|
|
|
|
|
by monocasa
967 days ago
|
|
Because RISC-V was designed to be trivial to decode length for, you simply need to look at the top two bits of each 16bit word to tell if it's a 32bit or 16bit instruction. At that point, spending the extra I$ budget isn't worth it. Those 20 'simple decoders' are literally just each one 2nand gate. Adding complexity to the I$ hasn't even made sense for x86 in two decades, because of the extra area needed for the I$ versus the extra decode logic. And that's a place where this extra decode is legitimately an extra pipeline stage. > I don't know how flexible their design is, it's quite possible adding an entire extra pipeline stage is a big deal. Much bigger than just rewriting the instruction decoders to 32bit RISC-V. I'm sure it is legitimately simpler for them. I'm not sure we should bend over backwards and bring down the rest of the industry because they don't want to do it. Veyron, Tenstorrent were showing off high perf designs with RV-C. |
|
For an 8-wide or 10-wide design, the propagation delays are getting too long to do it in all in single cycle. So you need the extra pipeline stage. The longer pipeline translates to more cycles wasted on branch mispredits.

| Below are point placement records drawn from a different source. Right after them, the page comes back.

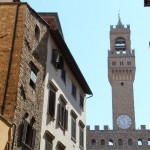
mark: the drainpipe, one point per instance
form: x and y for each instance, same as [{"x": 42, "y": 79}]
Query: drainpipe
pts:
[
  {"x": 13, "y": 136},
  {"x": 10, "y": 60}
]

RISC-V code is only about 6-14% denser than Aarch64 [1], I'm really not sure the extra complexity is worth it. Especially since Aarch64 still ends up with a lower instruction count, so it will be faster whenever you are decode limited instead of icache limited.
> Adding complexity to the I$ hasn't even made sense for x86 in two decades
Hang on. Limiting the Icache to only 32bit aligned access actually simplifies it.
And since the NUVIA core was originally an aarch64 core, why wouldn't they optimise for hardcoded 32bit alignment and get a slightly smaller Icache?
[1] https://www.bitsnbites.eu/cisc-vs-risc-code-density/